Ia mengatakan, siapa pun yang berani menentang rezim Putin dan dalam bahaya besar dapat mengajukan permohonan suaka dengan alasan penganiayaan politik. Namun dia juga menyebutkan bahwa suaka politik tidak secara otomatis diberikan.  Pelamar juga harus menjalani pemeriksaan keamanan terlebih dahulu. 

Menteri Dalam Negeri Jerman Faeser. (Sean Gallup/Getty Images)

Finlandia Mempertimbangkan Melarang Masuknya Warga Rusia

Setelah invasi Rusia ke Ukraina menyebabkan negara-negara Barat menutup perbatasan dan wilayah udara mereka ke Rusia.  Meski demikian,  perbatasan darat Finlandia tetap menjadi salah satu dari sedikit titik masuk bagi orang Rusia ke Eropa.

Perdana Menteri Finlandia Sanna Marin mengatakan, pemerintah sudah menilai risiko yang ditimbulkan oleh orang-orang Rusia yang melewati Finlandia. Ia mempertimbangkan cara untuk mengurangi penyeberangan orang Rusia secara signifikan.

Marin berkata : “Kehendak pemerintah sangat jelas. Kami percaya perlu untuk berhenti mengizinkan orang-orang Rusia mengunjungi (ke Finlandia) dan transit melalui Finlandia.
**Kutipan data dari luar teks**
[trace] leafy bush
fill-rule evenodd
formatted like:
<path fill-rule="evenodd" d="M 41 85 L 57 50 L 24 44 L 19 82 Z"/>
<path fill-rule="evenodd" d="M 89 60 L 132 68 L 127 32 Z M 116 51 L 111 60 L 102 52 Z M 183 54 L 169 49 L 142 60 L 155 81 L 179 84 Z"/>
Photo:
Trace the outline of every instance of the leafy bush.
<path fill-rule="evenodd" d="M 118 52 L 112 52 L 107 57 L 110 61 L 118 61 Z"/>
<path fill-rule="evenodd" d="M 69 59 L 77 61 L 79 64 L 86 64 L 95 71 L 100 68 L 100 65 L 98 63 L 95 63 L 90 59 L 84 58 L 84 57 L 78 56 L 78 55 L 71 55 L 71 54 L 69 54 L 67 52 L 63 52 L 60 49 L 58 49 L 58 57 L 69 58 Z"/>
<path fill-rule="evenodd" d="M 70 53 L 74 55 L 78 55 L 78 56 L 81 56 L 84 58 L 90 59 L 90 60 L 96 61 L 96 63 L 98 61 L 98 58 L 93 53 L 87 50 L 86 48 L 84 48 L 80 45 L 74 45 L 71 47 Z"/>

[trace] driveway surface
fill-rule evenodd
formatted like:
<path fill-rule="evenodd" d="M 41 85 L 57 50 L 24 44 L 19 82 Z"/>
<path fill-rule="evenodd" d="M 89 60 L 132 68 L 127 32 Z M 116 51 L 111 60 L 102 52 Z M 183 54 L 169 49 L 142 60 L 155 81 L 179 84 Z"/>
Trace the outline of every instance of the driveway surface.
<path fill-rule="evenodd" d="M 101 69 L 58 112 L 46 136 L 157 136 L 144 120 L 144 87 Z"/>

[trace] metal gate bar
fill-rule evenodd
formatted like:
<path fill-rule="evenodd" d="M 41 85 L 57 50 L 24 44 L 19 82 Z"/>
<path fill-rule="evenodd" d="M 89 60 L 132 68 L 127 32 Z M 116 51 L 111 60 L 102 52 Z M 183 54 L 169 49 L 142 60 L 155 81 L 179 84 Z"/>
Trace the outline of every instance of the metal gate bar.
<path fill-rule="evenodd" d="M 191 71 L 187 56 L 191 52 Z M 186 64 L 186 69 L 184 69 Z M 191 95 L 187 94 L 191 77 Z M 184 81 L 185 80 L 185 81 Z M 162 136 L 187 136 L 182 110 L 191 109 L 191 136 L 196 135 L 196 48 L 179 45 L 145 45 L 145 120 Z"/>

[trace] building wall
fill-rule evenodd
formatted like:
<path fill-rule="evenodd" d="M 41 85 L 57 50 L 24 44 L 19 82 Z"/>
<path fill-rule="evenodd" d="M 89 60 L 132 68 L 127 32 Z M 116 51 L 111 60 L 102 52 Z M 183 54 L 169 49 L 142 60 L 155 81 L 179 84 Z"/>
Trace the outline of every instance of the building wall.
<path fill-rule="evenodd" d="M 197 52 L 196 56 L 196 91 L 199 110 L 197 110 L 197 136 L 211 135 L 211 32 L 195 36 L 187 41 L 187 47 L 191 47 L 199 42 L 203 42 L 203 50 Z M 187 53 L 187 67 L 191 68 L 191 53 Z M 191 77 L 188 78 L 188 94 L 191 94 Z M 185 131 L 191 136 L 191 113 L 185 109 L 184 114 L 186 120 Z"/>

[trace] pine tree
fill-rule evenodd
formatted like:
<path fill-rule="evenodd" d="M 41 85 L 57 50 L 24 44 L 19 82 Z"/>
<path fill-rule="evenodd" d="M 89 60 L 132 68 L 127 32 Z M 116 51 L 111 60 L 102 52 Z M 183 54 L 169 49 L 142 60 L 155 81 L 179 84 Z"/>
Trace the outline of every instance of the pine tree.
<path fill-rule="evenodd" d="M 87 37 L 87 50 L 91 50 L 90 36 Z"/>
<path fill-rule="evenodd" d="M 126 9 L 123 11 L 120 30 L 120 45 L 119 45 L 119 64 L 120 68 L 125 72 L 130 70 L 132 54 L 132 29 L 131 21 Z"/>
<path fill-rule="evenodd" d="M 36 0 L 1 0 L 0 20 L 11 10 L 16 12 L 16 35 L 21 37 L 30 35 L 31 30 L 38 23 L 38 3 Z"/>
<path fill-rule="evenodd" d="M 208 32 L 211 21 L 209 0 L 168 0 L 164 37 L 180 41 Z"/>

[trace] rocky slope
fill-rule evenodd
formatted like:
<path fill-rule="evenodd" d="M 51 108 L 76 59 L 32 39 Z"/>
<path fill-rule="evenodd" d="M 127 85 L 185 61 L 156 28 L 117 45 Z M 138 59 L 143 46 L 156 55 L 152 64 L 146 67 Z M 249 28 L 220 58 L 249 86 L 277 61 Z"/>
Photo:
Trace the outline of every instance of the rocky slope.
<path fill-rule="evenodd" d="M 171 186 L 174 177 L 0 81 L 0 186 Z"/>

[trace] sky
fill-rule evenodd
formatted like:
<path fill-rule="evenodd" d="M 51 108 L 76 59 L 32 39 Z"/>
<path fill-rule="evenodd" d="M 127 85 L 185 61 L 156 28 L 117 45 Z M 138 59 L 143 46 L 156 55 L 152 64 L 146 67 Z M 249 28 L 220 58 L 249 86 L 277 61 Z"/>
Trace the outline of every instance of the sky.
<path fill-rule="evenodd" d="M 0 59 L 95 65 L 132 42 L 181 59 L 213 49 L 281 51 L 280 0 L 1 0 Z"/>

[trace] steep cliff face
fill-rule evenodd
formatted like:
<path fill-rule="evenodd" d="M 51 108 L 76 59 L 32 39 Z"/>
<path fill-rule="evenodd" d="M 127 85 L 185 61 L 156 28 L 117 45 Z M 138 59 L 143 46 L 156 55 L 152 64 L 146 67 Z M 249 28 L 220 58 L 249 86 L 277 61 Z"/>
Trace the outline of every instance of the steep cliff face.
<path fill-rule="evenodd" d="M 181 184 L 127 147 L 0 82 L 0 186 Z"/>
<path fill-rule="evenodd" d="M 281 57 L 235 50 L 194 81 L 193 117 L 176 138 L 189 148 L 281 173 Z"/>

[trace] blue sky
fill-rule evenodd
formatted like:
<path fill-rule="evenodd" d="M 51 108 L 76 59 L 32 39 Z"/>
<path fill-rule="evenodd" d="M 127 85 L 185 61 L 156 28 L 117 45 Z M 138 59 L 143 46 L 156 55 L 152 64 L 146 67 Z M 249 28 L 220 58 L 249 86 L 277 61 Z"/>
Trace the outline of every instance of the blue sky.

Setelah berita  (21 September), saya pikir situasinya perlu diperbaiki dan dievaluasi ulang.”

Finlandia secara signifikan mengurangi visa yang dikeluarkan untuk warga Rusia sejak 1 September.

Perdana Menteri Finlandia Marin. (FREDERICK FLORIN/AFP via Getty Images)

Negara-negara Baltik Tak Menawarkan Suaka kepada Warga Rusia yang Kabur dari Wajib Militer

Estonia, Latvia, Lithuania, dan Polandia secara resmi melarang semua warga negara Rusia yang memegang visa Schengen jangka pendek memasuki negara itu sejak 19 September. 

Larangan tersebut dikecualikan terhadap pembangkang Rusia yang mencari suaka di UE, serta pengemudi truk, pengungsi, penduduk tetap negara-negara UE dan pengunjung keluarga. (hui)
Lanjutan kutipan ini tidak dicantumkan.